In Khyber Pakhtunkhwa and Balochistan, where groups such as the Tehrik-i-Taliban Pakistan (TTP) and Baloch separatist factions remain active, attacks surged, with suicide bombings and assaults on security convoys causing dozens of deaths and injuries. Every incident reinforces a deeply held fear that external manipulation, combined with internal fragility, leaves ordinary Pakistanis dangerously exposed.

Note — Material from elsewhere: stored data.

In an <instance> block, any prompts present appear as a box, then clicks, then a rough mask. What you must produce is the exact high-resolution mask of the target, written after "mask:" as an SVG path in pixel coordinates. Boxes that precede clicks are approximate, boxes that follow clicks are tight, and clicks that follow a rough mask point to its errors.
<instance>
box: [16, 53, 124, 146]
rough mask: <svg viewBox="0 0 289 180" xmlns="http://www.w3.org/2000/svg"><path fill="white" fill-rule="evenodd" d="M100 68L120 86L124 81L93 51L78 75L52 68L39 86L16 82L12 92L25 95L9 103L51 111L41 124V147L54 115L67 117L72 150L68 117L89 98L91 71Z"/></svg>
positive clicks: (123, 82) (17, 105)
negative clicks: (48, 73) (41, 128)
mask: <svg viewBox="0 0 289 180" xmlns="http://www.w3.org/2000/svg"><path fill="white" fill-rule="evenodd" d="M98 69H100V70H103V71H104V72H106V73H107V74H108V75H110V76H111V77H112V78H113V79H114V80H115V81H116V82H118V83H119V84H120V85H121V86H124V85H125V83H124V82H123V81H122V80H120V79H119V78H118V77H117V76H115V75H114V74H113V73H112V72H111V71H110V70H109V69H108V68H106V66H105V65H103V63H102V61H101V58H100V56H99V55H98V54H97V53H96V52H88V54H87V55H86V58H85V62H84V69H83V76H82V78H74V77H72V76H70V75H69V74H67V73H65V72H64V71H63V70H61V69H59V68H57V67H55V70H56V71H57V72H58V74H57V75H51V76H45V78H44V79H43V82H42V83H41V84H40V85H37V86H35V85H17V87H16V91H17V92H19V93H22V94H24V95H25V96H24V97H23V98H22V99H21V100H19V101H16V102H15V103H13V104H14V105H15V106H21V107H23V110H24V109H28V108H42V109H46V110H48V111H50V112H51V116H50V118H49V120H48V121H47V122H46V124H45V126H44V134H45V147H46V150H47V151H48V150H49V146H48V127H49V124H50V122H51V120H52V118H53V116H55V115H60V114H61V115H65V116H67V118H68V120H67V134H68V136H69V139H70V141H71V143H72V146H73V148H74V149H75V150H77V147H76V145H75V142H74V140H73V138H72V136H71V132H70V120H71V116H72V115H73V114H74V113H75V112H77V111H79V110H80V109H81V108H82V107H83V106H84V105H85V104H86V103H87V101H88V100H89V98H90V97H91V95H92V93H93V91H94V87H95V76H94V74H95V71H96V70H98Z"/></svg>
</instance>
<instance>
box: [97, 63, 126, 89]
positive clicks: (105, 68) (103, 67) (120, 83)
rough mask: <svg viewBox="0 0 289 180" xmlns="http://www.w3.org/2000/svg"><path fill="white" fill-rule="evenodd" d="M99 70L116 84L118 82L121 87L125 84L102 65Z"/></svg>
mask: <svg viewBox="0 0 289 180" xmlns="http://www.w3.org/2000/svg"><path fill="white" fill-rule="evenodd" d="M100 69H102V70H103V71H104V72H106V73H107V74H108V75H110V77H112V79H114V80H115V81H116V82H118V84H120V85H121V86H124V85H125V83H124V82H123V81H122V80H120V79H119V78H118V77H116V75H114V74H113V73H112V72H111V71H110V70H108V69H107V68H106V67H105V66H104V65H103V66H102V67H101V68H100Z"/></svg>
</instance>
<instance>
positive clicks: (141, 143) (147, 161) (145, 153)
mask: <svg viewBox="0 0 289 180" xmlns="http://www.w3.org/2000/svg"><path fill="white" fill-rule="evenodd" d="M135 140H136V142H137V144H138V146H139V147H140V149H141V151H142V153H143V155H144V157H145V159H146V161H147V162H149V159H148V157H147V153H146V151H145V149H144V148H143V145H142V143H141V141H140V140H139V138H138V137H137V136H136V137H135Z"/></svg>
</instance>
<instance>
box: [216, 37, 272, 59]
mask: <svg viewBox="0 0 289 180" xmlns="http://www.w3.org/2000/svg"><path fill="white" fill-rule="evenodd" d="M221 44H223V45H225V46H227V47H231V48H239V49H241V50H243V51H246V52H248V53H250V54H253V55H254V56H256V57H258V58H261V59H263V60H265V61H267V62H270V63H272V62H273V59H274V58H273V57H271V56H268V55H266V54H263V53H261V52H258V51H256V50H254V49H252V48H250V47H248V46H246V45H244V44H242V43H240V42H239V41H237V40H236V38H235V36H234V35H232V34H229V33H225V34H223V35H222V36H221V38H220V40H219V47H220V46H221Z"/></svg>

India has rejected Islamabad’s allegations, as it has done in the past. But such denials do not negate the seriousness of the concerns being raised, nor the wider regional implications. World leaders and multilateral institutions condemned the mosque bombing unequivocally, offering solidarity with Pakistan and pledging cooperation against extremism. Pakistan has seized on this global support to argue that all facilitators of terrorism must be held accountable. At the same time, it recognises that this support comes with expectations of credible investigation, prosecution, and reform at home. Pakistan is justified in demanding action against any foreign-sponsored militancy. At the expense of sounding repetitive, these pages urge the authorities to take all relevant evidence to international forums and pursue the matter through verifiable legal and diplomatic channels. It goes without saying that Islamabad cannot afford to ignore its own vulnerabilities. Strengthening intelligence coordination, securing soft targets, improving prosecutions, and rebuilding social cohesion are as essential as border defence. Importantly, Pakistan agreed to the 2025 ceasefire on the understanding that structured dialogue with India would follow. Even voices within India, including Congress leader Shashi Tharoor, have argued that refusing engagement with one’s neighbour indefinitely cannot be a sustainable policy. That opening should not be squandered, because in a nuclearised region, the cost of missed diplomacy is always higher than the price of difficult dialogue.